Department of General Surgical Science, Gunma University Graduate School of Medicine, Maebashi, Japan.
Department of Diagnostic Radiology and Nuclear Medicine, Gunma University Graduate School of Medicine, Maebashi, Japan.
Anticancer Res. 2021 Jun;41(6):3169-3178. doi: 10.21873/anticanres.15103.
BACKGROUND/AIM: We compared the risk factors for locally advanced lower rectal cancer (LALRC) recurrence evaluated by preoperative magnetic resonance imaging (MRI) and pathological factors analysed via the longitudinal slicing method to identify high risk groups for recurrence.

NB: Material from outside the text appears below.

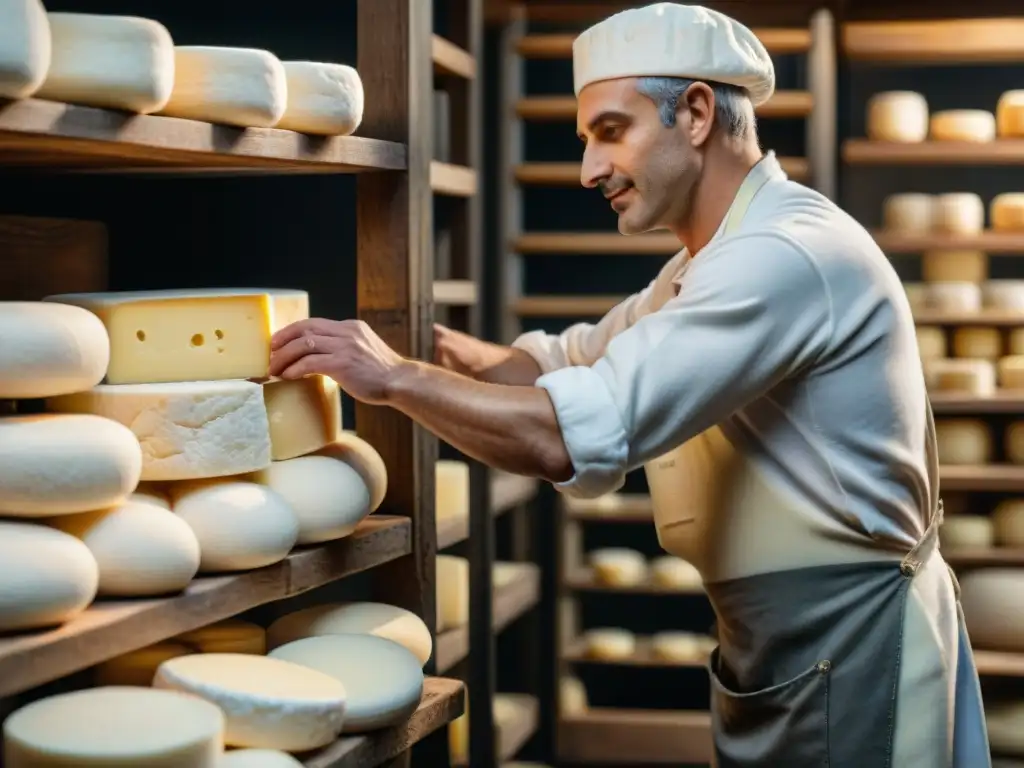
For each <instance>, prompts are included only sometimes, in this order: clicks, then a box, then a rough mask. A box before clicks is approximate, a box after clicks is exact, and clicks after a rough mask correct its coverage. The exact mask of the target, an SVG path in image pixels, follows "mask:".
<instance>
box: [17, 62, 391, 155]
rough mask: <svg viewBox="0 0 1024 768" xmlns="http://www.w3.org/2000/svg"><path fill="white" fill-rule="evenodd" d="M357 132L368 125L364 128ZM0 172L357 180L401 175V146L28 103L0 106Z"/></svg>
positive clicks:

This retrospective single-institution cohort study analysed 45 consecutive patients who underwent curative surgery for LALRC. Data were analysed by an experienced radiologist and pathologist.
Final preoperative extramural venous invasion (EMVI) and extramural depth of invasion (EMD) determined via MRI were significantly associated with EMVI and EMD determined via pathological analysis. The log-rank test for disease-free survival based on initial preoperative factors showed significantly poor prognoses for circumferential resection margin (CRM)-positive, EMVI-positive, and EMD-positive patients.
Final preoperative EMVI and EMD determined via MRI correlated with pathological EMVI and EMD, especially in patients who did not undergo preoperative treatment. CRM, EMVI, and EMD determined via preoperative MRI were significant risk factors for recurrence.
背景/目的:我们比较了术前磁共振成像(MRI)评估的局部晚期低位直肠癌(LALRC)复发的危险因素和通过纵向切片方法分析的病理因素,以确定复发的高危人群。
这项回顾性单中心队列研究分析了 45 例接受 LALRC 根治性手术的连续患者。数据由经验丰富的放射科医生和病理科医生进行分析。
最终术前磁共振成像(MRI)确定的壁外静脉侵犯(EMVI)和壁外浸润深度(EMD)与通过病理分析确定的 EMVI 和 EMD 显著相关。基于初始术前因素的无病生存对数秩检验显示,CRM 阳性、EMVI 阳性和 EMD 阳性的患者预后明显较差。
最终术前 MRI 确定的 EMVI 和 EMD 与病理 EMVI 和 EMD 相关,尤其是在未接受术前治疗的患者中。术前 MRI 确定的 CRM、EMVI 和 EMD 是复发的显著危险因素。